Pero es que este tiempo nuestro es el del roussonianismo más extremado, y, a la vez, el de una delincuencia juvenil y adolescente más descarada y que quizás no quede impune pero esa sensación da, aunque también sea el tiempo del sacrificio de los niños desde que están en el seno materno hasta su utilización como portadores de bombas. Cada día se parece más este tiempo nuestro, en esta como carrera hacia la anomia total, a los tiempos de la guillotina en los que había calles de París encostradas de sangre que ya no pasaba por los sumideros, pero los papás y las mamás, ciudadanos y ciudadanas, alzaban con los ojos llenos de lágrimas a sus retoños para que vieran pasar la carreta de los que a la guillotina iban por un trágico destino su culpable desgracia de no ser republicanos. Y, en los teatros, las representaciones eran todas ellas bucólicas y pastoriles o de tiernos amores y alegrías hogareñas, llenas de pedagogía.

En realidad, era lo mismo que ahora ocurre con los juguetes y los cuentos infantiles, que ya no están pensados para el placer, sino para la pedagogía; esto es, que el juego ya no será gratuito y porque sí, el ámbito de la pura libertad y alegría, sino realidad orientada. Todo está, y debe estarlo, dirigido en el sentido de una formación de balillas, pioneros o como quiera que se llamen los retoños de cada ideología de la salvación por la política, que ahora atraviesa la vida humana, comiéndose las almas, y no sólo la fina punta de ellas, sino hasta su cogollo y última morada.

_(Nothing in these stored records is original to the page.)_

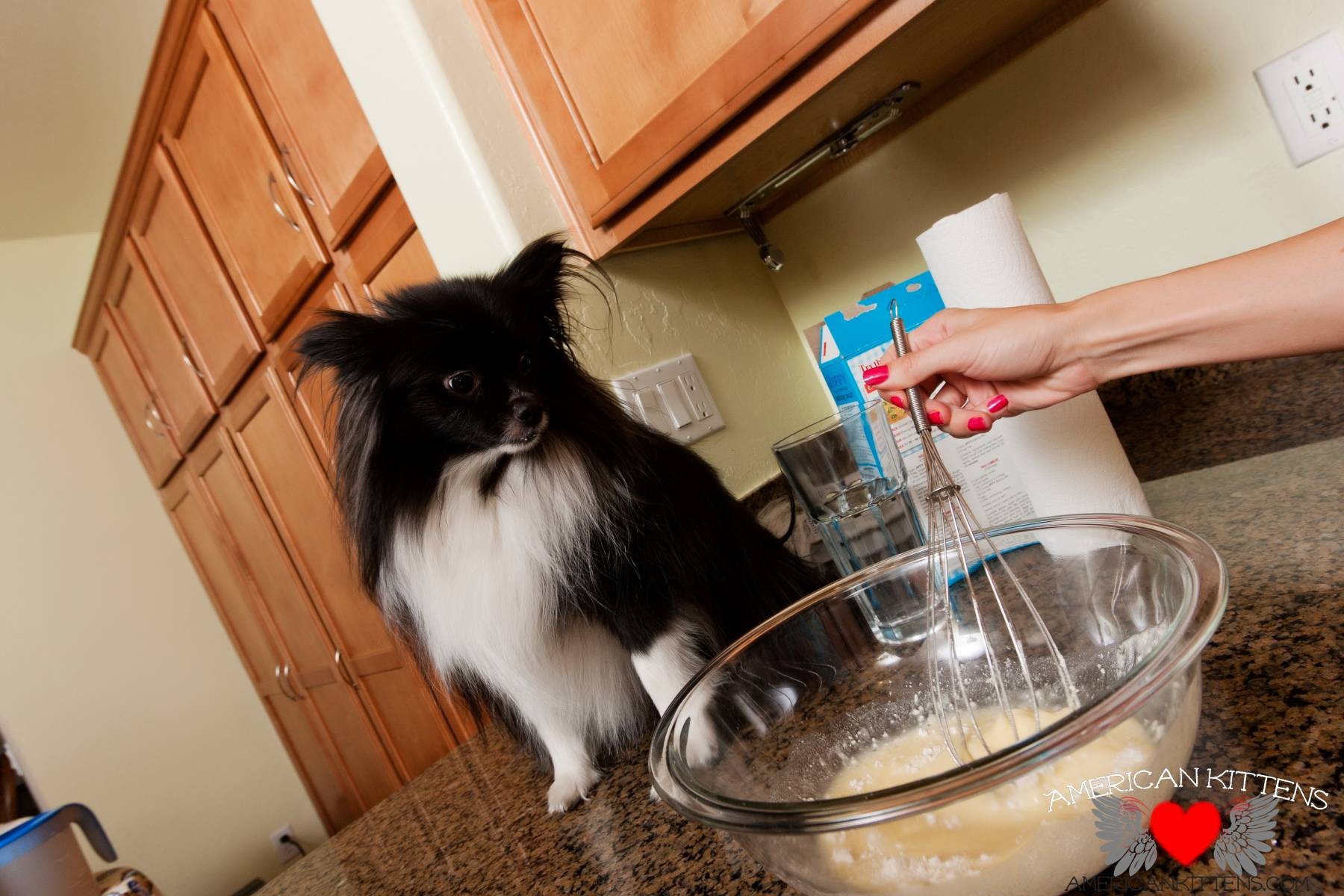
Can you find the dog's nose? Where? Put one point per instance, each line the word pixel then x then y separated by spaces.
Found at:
pixel 527 411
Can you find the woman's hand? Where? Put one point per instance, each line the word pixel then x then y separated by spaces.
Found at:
pixel 994 363
pixel 1280 300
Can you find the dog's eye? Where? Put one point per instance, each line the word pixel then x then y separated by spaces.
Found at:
pixel 461 383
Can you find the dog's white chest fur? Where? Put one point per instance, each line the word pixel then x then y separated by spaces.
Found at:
pixel 483 581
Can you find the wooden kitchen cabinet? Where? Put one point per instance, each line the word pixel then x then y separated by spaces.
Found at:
pixel 309 672
pixel 312 395
pixel 665 78
pixel 134 402
pixel 235 178
pixel 386 254
pixel 302 92
pixel 161 352
pixel 292 482
pixel 231 591
pixel 178 254
pixel 653 121
pixel 211 264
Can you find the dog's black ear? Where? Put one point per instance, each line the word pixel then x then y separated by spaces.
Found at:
pixel 346 343
pixel 539 270
pixel 544 272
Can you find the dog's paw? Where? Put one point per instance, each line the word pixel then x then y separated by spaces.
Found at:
pixel 570 788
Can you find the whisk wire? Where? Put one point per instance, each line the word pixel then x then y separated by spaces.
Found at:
pixel 953 526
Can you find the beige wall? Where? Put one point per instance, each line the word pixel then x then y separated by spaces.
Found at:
pixel 119 687
pixel 1133 143
pixel 714 300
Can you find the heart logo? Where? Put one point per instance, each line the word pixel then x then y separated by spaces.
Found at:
pixel 1184 833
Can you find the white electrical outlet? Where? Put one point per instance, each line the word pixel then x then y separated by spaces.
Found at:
pixel 287 852
pixel 1303 90
pixel 671 398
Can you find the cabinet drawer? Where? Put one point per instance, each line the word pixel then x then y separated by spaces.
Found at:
pixel 235 601
pixel 134 402
pixel 290 481
pixel 312 396
pixel 309 675
pixel 329 153
pixel 386 254
pixel 161 351
pixel 235 178
pixel 181 261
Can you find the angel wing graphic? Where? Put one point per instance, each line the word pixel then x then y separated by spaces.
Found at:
pixel 1243 842
pixel 1121 824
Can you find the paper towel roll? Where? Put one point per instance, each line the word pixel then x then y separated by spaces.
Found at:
pixel 1068 455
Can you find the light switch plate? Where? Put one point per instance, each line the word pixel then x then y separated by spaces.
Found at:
pixel 1303 90
pixel 671 398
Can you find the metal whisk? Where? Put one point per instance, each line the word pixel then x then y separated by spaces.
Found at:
pixel 959 548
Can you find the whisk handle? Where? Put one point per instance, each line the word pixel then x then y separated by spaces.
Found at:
pixel 913 399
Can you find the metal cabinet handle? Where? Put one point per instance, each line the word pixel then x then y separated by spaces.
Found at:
pixel 280 684
pixel 344 671
pixel 275 202
pixel 151 415
pixel 289 176
pixel 186 358
pixel 290 682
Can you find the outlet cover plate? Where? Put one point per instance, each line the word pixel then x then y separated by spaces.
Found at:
pixel 1303 90
pixel 671 396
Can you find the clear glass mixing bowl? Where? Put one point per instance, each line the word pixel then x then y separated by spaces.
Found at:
pixel 781 738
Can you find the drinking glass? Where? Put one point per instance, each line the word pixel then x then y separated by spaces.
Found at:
pixel 848 476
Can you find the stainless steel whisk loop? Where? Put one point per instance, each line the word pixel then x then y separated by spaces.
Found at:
pixel 957 547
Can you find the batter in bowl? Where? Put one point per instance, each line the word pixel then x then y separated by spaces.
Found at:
pixel 1008 840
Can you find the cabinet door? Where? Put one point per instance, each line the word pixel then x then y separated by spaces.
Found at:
pixel 386 254
pixel 293 485
pixel 314 677
pixel 329 153
pixel 234 175
pixel 668 74
pixel 235 601
pixel 132 399
pixel 314 396
pixel 183 264
pixel 161 351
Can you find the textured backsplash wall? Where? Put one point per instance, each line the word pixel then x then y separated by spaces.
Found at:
pixel 1133 143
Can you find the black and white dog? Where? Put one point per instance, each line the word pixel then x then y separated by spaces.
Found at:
pixel 538 547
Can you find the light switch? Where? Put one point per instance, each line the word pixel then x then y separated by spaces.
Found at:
pixel 671 398
pixel 652 408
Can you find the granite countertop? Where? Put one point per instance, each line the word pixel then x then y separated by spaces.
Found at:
pixel 476 821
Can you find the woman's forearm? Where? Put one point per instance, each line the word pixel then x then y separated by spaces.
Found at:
pixel 1285 299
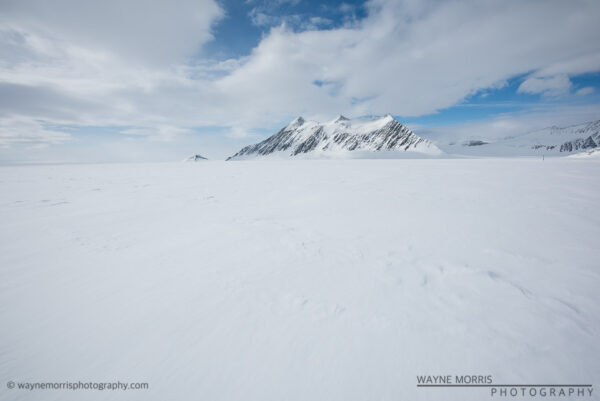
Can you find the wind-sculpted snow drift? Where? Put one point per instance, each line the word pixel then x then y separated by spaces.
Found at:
pixel 339 137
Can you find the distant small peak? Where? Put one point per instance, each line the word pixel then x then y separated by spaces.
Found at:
pixel 341 118
pixel 298 121
pixel 195 158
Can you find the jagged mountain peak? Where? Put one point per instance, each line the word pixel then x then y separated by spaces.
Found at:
pixel 340 137
pixel 296 122
pixel 341 118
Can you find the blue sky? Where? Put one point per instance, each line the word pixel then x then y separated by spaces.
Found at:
pixel 137 81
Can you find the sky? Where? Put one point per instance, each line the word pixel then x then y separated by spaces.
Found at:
pixel 136 81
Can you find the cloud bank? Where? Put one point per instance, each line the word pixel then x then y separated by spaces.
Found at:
pixel 140 65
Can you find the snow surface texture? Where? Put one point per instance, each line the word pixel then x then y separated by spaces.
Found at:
pixel 299 280
pixel 341 138
pixel 551 141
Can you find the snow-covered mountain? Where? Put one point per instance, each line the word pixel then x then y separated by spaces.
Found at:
pixel 557 141
pixel 195 158
pixel 339 137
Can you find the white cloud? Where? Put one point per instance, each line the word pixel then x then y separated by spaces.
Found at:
pixel 22 131
pixel 550 86
pixel 588 90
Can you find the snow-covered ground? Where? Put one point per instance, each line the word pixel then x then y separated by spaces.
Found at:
pixel 299 280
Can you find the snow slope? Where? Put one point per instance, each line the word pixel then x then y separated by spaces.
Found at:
pixel 299 280
pixel 195 158
pixel 551 141
pixel 382 136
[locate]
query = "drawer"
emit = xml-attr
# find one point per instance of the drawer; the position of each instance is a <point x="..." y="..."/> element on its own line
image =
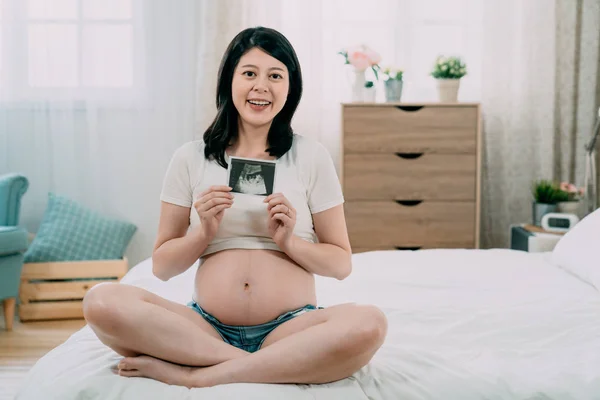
<point x="429" y="129"/>
<point x="400" y="177"/>
<point x="386" y="224"/>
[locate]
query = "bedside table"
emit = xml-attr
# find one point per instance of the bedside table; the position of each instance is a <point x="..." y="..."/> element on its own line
<point x="532" y="238"/>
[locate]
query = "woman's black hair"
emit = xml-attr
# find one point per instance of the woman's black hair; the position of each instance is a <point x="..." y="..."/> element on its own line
<point x="224" y="128"/>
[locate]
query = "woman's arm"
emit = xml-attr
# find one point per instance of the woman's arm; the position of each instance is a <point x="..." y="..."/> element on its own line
<point x="176" y="249"/>
<point x="331" y="257"/>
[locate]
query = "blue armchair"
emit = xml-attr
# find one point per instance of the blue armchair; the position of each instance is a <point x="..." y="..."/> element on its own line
<point x="13" y="242"/>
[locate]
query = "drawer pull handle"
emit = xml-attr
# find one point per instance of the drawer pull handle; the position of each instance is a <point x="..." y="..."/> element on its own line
<point x="409" y="156"/>
<point x="409" y="203"/>
<point x="409" y="108"/>
<point x="408" y="248"/>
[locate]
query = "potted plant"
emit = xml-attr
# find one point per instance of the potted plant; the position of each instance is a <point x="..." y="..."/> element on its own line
<point x="393" y="84"/>
<point x="362" y="59"/>
<point x="447" y="72"/>
<point x="569" y="196"/>
<point x="546" y="195"/>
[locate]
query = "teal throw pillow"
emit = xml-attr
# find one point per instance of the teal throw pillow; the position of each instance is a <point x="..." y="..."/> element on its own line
<point x="72" y="232"/>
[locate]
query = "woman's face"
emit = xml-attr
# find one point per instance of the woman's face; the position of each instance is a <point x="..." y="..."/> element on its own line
<point x="259" y="88"/>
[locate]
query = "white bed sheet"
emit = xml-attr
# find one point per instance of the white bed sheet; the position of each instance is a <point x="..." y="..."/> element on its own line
<point x="463" y="324"/>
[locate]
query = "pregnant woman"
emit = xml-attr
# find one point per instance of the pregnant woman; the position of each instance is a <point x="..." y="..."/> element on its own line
<point x="253" y="316"/>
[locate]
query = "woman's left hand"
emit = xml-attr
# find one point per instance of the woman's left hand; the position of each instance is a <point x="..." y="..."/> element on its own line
<point x="282" y="219"/>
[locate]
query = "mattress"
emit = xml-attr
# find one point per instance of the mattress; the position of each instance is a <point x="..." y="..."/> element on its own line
<point x="463" y="324"/>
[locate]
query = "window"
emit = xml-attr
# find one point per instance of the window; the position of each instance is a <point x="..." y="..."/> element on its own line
<point x="70" y="49"/>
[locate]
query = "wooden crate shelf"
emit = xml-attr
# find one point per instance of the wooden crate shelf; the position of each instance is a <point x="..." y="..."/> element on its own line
<point x="55" y="290"/>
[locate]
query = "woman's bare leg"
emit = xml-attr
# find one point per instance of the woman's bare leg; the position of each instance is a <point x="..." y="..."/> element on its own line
<point x="334" y="343"/>
<point x="133" y="321"/>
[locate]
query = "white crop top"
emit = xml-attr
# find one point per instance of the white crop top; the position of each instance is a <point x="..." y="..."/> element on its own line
<point x="305" y="175"/>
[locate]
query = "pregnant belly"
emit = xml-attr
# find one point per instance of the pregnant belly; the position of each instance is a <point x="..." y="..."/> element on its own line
<point x="251" y="287"/>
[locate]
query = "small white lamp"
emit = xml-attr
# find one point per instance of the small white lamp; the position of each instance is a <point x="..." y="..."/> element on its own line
<point x="591" y="190"/>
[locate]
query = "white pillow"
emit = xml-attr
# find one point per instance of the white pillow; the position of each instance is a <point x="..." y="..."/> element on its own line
<point x="578" y="251"/>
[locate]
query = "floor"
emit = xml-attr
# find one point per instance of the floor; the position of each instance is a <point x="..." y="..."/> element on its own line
<point x="22" y="347"/>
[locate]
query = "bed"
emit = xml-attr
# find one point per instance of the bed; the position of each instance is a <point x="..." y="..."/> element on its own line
<point x="463" y="324"/>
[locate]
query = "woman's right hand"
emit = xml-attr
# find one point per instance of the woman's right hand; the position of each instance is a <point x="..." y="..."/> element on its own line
<point x="210" y="206"/>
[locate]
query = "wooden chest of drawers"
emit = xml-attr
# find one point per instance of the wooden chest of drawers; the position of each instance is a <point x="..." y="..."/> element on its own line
<point x="411" y="175"/>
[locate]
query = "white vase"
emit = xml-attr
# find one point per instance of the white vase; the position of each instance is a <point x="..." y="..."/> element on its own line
<point x="369" y="94"/>
<point x="448" y="90"/>
<point x="358" y="86"/>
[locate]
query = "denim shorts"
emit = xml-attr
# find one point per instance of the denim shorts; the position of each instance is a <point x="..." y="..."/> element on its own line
<point x="248" y="338"/>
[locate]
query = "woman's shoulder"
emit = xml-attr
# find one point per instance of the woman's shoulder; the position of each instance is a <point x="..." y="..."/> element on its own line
<point x="306" y="147"/>
<point x="191" y="149"/>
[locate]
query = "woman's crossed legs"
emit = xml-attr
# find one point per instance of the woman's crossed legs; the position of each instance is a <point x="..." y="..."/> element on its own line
<point x="319" y="346"/>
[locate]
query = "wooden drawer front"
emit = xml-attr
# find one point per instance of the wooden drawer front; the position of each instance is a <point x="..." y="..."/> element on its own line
<point x="429" y="177"/>
<point x="386" y="224"/>
<point x="388" y="129"/>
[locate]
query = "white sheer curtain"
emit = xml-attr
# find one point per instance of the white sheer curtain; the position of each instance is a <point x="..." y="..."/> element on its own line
<point x="540" y="96"/>
<point x="94" y="98"/>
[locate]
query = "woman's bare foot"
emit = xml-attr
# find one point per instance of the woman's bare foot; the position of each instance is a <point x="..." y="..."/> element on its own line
<point x="150" y="367"/>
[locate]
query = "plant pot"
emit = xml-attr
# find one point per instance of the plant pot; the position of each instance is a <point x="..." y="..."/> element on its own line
<point x="570" y="207"/>
<point x="541" y="209"/>
<point x="448" y="90"/>
<point x="393" y="90"/>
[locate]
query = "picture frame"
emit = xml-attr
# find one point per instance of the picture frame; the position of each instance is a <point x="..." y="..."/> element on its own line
<point x="251" y="176"/>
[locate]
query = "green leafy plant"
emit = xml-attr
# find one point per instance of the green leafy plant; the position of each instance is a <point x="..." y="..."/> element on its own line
<point x="546" y="192"/>
<point x="449" y="68"/>
<point x="393" y="73"/>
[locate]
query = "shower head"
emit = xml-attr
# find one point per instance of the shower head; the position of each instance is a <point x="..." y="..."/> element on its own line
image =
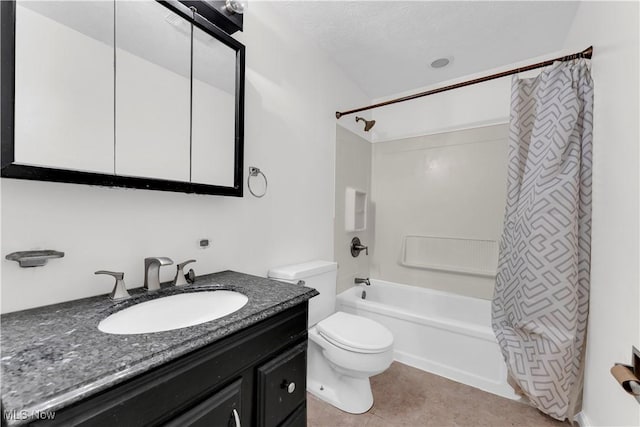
<point x="368" y="124"/>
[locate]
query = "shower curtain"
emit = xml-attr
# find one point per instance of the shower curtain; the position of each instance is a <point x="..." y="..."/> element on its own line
<point x="541" y="299"/>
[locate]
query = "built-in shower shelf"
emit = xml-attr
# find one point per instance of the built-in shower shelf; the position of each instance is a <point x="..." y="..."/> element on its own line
<point x="451" y="254"/>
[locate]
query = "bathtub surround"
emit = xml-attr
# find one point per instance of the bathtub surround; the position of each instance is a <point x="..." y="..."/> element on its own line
<point x="443" y="188"/>
<point x="541" y="299"/>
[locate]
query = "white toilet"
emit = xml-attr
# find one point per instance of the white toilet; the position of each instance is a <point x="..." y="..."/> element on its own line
<point x="344" y="349"/>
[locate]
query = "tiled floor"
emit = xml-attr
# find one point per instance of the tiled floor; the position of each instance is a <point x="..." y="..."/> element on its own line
<point x="405" y="396"/>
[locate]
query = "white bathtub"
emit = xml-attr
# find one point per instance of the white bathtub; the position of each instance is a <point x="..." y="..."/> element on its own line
<point x="446" y="334"/>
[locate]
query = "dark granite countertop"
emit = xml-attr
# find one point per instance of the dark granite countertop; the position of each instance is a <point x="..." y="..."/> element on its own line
<point x="55" y="355"/>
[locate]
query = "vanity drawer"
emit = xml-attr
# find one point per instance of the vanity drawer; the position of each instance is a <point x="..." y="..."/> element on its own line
<point x="281" y="385"/>
<point x="220" y="409"/>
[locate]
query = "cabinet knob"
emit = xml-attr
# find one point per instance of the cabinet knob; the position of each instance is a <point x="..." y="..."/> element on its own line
<point x="289" y="386"/>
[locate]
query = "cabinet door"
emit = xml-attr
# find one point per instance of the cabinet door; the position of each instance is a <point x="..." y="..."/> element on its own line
<point x="281" y="386"/>
<point x="64" y="85"/>
<point x="153" y="85"/>
<point x="222" y="409"/>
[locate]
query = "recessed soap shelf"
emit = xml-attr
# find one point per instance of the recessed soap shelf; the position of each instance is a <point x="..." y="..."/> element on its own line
<point x="34" y="258"/>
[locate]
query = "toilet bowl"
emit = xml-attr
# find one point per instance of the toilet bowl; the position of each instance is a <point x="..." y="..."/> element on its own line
<point x="344" y="350"/>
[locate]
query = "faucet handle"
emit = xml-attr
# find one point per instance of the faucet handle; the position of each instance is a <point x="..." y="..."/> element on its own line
<point x="119" y="289"/>
<point x="180" y="280"/>
<point x="160" y="260"/>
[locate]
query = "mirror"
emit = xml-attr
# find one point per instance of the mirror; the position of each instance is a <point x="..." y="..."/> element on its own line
<point x="64" y="85"/>
<point x="214" y="90"/>
<point x="142" y="94"/>
<point x="153" y="91"/>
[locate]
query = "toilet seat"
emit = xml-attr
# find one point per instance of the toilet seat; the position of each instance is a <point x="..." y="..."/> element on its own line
<point x="355" y="333"/>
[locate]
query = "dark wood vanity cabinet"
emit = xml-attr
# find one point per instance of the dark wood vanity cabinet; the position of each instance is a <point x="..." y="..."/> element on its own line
<point x="254" y="377"/>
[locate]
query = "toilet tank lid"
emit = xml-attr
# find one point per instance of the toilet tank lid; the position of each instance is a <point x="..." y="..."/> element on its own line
<point x="303" y="270"/>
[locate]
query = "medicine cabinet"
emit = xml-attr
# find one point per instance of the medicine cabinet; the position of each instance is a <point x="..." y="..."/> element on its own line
<point x="142" y="94"/>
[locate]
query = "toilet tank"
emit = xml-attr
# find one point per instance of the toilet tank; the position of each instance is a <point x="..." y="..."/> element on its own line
<point x="320" y="275"/>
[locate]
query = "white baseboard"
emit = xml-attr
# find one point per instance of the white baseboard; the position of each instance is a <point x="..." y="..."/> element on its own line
<point x="583" y="420"/>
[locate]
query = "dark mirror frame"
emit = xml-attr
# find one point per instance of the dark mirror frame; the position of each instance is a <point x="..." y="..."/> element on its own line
<point x="7" y="96"/>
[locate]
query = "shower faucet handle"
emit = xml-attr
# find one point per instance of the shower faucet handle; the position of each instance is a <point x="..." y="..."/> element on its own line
<point x="357" y="247"/>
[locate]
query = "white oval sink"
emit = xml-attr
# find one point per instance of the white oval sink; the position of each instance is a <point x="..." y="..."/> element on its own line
<point x="173" y="312"/>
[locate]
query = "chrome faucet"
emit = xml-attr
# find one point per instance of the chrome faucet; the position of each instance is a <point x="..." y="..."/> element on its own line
<point x="358" y="280"/>
<point x="152" y="271"/>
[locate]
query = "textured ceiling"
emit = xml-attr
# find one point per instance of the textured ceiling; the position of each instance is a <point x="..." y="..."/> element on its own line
<point x="386" y="46"/>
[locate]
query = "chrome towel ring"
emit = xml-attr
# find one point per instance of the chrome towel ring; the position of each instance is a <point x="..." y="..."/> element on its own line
<point x="253" y="171"/>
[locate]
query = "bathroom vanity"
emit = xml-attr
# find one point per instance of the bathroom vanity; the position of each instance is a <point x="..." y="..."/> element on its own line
<point x="248" y="368"/>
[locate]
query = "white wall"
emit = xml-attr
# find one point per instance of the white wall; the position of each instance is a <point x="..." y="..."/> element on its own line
<point x="292" y="92"/>
<point x="614" y="314"/>
<point x="353" y="169"/>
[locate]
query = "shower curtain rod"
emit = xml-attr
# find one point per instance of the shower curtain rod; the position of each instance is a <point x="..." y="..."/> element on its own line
<point x="587" y="53"/>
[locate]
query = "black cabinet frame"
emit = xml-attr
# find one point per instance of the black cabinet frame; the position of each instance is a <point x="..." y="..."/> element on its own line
<point x="7" y="104"/>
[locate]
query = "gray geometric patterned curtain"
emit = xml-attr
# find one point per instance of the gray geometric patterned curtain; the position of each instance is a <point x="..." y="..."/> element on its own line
<point x="541" y="300"/>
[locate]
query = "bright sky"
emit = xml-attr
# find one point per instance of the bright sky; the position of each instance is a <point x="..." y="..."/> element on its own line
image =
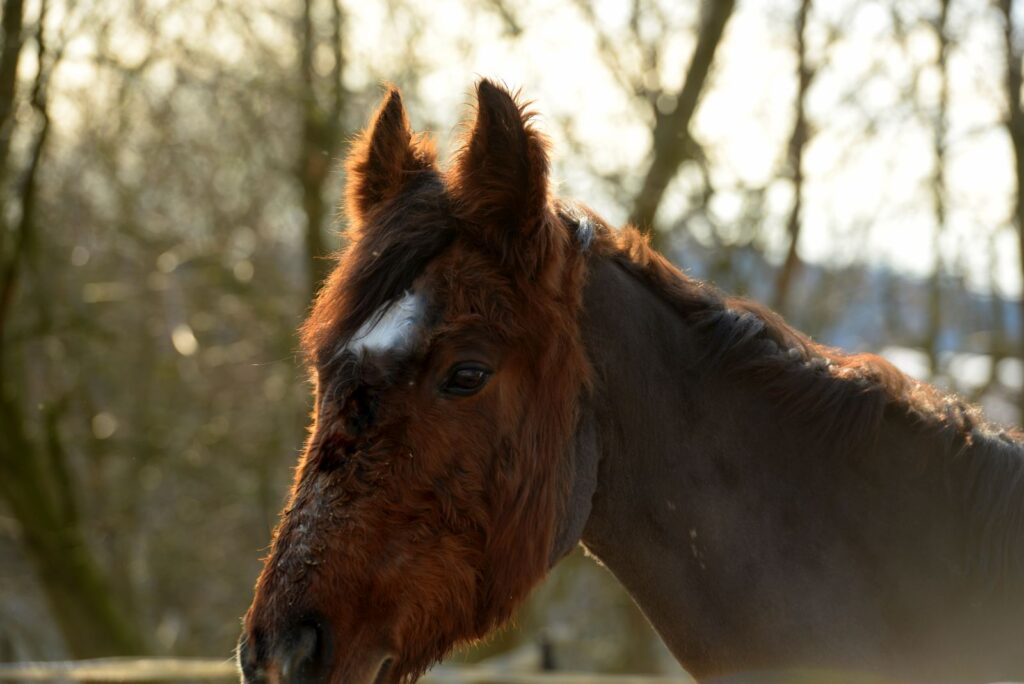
<point x="873" y="185"/>
<point x="866" y="195"/>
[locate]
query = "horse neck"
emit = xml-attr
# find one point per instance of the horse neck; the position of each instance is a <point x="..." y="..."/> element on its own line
<point x="745" y="546"/>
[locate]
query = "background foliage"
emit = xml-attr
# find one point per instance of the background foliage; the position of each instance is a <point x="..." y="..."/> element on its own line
<point x="168" y="172"/>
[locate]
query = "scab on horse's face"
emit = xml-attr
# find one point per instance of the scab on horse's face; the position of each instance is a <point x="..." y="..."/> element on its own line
<point x="499" y="377"/>
<point x="446" y="362"/>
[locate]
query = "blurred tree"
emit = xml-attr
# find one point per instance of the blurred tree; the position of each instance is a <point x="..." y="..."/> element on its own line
<point x="939" y="190"/>
<point x="34" y="474"/>
<point x="323" y="96"/>
<point x="672" y="142"/>
<point x="795" y="159"/>
<point x="1013" y="56"/>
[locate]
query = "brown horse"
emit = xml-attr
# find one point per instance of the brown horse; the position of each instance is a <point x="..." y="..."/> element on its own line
<point x="501" y="376"/>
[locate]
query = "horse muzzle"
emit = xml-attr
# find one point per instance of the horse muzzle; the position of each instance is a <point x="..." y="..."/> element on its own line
<point x="304" y="654"/>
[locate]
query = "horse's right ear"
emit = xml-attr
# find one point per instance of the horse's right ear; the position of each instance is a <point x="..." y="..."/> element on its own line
<point x="384" y="157"/>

La historia de los niños, como la de las mujeres, ha sido atroz –y todavía lo sigue siendo bajo tan necia gramática, puramente encubridora, como la denominada «violencia de género»–, pero, si los niños también van a ser incorporados a ese tipo de inocente adultez, es que estamos alimentando una raza de superhombres para vivir en la anomia más perfecta, y con el manejo de la tecnología para el placer de la muerte. Pronto jugarán a la eutanasia ajena y a todos los otros deliciosos horrores del gabinete del Marqués de Sade.